The National Institute of Economic and Social Research forecasts a 1.5% growth for the UK economy in 2025, amidst rising concerns over inflation and proposed tariffs from the US.
The National Institute of Economic and Social Research (NIESR) released its quarterly economic outlook on January 24, projecting that the UK economy will grow by 1.5% in 2025. This upward revision from its previous forecast of 1.2% is attributed primarily to the substantial spending plans laid out in the Government’s October Budget, which include an increase of approximately £70 billion annually, supported by increased borrowing and elevated business taxes.
Chancellor of the Exchequer Rachel Reeves introduced these spending plans in the October Budget, aiming to stimulate economic activity.
However, NIESR cautioned that the predicted growth may only represent a temporary boost.
The think tank emphasized that firms might reduce investments and hiring due to impending tax increases, including heightened national insurance contributions and wage adjustments set to take effect in April 2024.

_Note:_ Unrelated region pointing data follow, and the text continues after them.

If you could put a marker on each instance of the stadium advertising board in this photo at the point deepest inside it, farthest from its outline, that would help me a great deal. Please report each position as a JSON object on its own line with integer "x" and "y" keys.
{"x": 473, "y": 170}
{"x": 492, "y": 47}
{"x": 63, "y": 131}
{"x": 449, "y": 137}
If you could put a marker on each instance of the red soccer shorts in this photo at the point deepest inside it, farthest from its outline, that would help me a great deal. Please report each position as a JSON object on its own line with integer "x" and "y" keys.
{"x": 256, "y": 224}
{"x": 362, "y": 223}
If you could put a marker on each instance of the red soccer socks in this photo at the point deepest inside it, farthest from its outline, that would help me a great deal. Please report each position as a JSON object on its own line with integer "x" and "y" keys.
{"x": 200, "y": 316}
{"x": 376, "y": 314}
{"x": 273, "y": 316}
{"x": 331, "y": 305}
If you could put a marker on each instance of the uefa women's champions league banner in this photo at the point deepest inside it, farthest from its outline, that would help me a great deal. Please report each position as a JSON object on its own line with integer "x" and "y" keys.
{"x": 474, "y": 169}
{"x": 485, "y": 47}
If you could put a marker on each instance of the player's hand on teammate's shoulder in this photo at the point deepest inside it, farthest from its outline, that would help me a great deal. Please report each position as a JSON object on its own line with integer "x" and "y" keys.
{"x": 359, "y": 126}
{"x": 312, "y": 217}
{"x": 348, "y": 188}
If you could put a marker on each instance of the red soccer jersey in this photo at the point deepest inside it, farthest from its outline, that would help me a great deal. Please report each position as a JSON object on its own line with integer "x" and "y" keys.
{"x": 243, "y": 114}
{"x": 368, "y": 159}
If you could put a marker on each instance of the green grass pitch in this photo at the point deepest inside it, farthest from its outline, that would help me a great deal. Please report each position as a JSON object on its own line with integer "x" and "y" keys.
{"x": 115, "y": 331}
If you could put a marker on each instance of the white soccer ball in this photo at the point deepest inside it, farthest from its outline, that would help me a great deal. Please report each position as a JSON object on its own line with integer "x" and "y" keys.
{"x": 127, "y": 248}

Further complicating the economic landscape are the potential tariff measures proposed by former US President
Donald Trump, which NIESR estimates could lower the UK's GDP growth by 0.2 percentage points in the initial year if confirmed.
The UK government is also on track to adhere to its newly established fiscal rules, though high borrowing costs could constrain its budgetary flexibility.
NIESR's report revealed that consumer and business confidence saw a decline during the latter part of the previous year, contributing to stagnation in GDP growth.
In contrast, the think tank anticipates a robust recovery in 2025 as government spending initiatives take effect.
Nevertheless, it highlighted that the bottom 40% of British households are not expected to regain their living standards to pre-2022 levels until beyond 2027.
Additionally, the report projected inflation to have risen to 3.2% in January as a result of increased energy prices, forecasting an average inflation rate of 2.4% for the year.
In response to inflationary pressures, the Bank of England recently reduced interest rates to 4.5%, the lowest since June 2023, suggesting that only one further rate cut may occur throughout this year.
NIESR interim director Stephen Millard stated that while a temporary growth surge is anticipated due to increased government spending, long-term economic advancement will rely heavily on escalated private and public investment and the facilitated planning reforms necessary for such investments.
Deputy director Adrian Pabst pointed out that despite signs of growth and rising real wages, the recovery for many households remains slow, particularly emphasizing the need for additional measures to support the lowest-income households, such as adjustments to personal income tax thresholds in line with inflation, slated for April 2028.